18. Bahwa Denda pada point 9 diatas dikenakan dengan ketentuan sesuai Pasal 55 Ayat 1
PERATURAN PEMERINTAH NO. 78 TAHUN 2015 TENTANG PENGUPAHAN:
a. Mulai Dari Hari Keempat Sampai Hari Kedelapan Terhitung Tanggal Seharusnya Upah
Dibayar, Pengusaha Dikenakan Denda Sebesar 5% (Lima Persen) Untuk Setiap Hari
Keterlambatan Dari Upah Yang Seharusnya Dibayarkan;
b. Sesudah Hari Kedelapan, Apabila Upah Masih Belum Dibayar, Pengusaha Dikenakan Denda
Keterlambatan Sebagaimana Dimaksud Dalam Huruf A Ditambah 1% (Satu Persen) Untuk
Setiap Hari Keterlambatan Dengan Ketentuan 1 (Satu) Bulan Tidak Boleh Melebihi 50% (Lima
Puluh Persen) Dari Upah Yang Seharusnya Dibayarkan; Dan
c. Sesudah Sebulan, Apabila Upah Masih Belum Dibayar, Maka Pengusaha Dikenakan Denda
Keterlambatan Sebagaimana Dimaksud Dalam Huruf A Dan Huruf B Ditambah Bunga Sebesar
Suku Bunga Yang Berlaku Pada Bank Pemerintah.

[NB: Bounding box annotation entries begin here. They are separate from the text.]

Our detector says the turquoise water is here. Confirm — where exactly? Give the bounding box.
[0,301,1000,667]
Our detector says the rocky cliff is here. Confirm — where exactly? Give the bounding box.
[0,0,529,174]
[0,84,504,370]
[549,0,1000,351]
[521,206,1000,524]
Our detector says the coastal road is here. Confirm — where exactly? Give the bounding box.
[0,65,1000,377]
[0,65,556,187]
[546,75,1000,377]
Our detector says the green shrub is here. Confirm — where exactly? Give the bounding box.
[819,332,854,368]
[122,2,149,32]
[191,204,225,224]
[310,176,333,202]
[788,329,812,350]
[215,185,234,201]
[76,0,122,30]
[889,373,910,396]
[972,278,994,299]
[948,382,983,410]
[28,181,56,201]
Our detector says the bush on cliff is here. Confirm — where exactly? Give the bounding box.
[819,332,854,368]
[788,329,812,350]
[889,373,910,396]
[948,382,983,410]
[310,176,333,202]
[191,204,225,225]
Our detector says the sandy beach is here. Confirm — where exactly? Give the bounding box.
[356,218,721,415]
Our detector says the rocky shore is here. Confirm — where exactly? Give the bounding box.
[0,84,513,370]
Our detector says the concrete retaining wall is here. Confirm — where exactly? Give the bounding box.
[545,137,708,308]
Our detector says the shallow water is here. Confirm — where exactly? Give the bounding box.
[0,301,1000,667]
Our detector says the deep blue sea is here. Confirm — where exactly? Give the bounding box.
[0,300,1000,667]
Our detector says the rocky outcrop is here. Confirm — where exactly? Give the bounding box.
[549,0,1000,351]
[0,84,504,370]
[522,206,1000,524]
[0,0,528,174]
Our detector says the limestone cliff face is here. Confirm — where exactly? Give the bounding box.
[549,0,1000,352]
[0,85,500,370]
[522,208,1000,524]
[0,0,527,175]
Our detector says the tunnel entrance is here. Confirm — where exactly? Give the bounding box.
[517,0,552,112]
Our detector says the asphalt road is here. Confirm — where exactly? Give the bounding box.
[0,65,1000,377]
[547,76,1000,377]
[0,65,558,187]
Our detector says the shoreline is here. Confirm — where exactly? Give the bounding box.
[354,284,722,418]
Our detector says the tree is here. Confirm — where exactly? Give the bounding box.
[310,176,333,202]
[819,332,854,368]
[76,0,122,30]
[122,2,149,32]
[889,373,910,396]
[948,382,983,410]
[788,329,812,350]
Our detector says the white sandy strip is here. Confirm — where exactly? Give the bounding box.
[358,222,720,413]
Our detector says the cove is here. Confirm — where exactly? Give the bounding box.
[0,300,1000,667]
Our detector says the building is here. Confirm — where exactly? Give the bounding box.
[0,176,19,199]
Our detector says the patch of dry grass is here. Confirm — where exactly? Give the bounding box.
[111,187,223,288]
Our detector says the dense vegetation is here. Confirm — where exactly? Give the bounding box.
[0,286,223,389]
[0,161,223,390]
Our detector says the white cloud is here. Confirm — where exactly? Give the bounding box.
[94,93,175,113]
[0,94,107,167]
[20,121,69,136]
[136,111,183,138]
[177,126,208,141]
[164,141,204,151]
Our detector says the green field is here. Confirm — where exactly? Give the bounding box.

19. Bahwa Pengenaan denda sebagaimana dimaksud di atas tidak menghilangkan kewajiban
Pengusaha untuk tetap membayar Upah kepada Pekerja/Buruh sebagaimana pada Pasal 55 Ayat
2 PERATURAN PEMERINTAH NO. 78 TAHUN 2015 TENTANG PENGUPAHAN
20. Bahwa terhadap Perusahaan yang tidak membayarkan Upah sesuai dengan Upah minimum dapat
dikenakan Sanksi Pidana berdasarkan Pasal 185 jo Pasal 90 ayat (1) UNDANG-UNDANG NO. 13
TAHUN 2003 TENTANG KETENAGAKERJAAN menyatatakan:
“Pengusaha dilarang membayar upah lebih rendah dari upah minimum sebagaimana dimaksud
dalam Pasal 89.
Pasal 185 ayat (1) UUK menyatakan:
“Barang siapa melanggar ketentuan sebagaimana dimaksud dalam Pasal 42 ayat (1) dan ayat (2),
Pasal 68, Pasal 69 ayat (2), Pasal 80, Pasal 82, Pasal 90 ayat (1), Pasal 143, dan Pasal 160 ayat (4)
dan ayat (7), dikenakan sanksi pidana penjara paling singkat 1 (satu) tahun dan paling lama 4
(empat) tahun dan/atau denda paling sedikit Rp 100.000.000,00 (seratus juta rupiah) dan paling
banyak Rp 400.000.000,00 (empat ratus juta rupiah).”
21. Sehingga berdasarkan bunyi ketentuan di atas, bisa diketahui bahwa perusahaan yang membayar
gaji karyawan di bawah upah minimum provinsi sebagaimana ditetapkan pemerintah dapat
dikenakan sanksi pidana berupa penjara paling singkat 1 (satu) tahun dan paling lama 4 (empat)
tahun dan/atau denda paling sedikit Rp 100.000.000,00 (seratus juta rupiah) dan paling banyak
Rp 400.000.000,00 (empat ratus juta rupiah).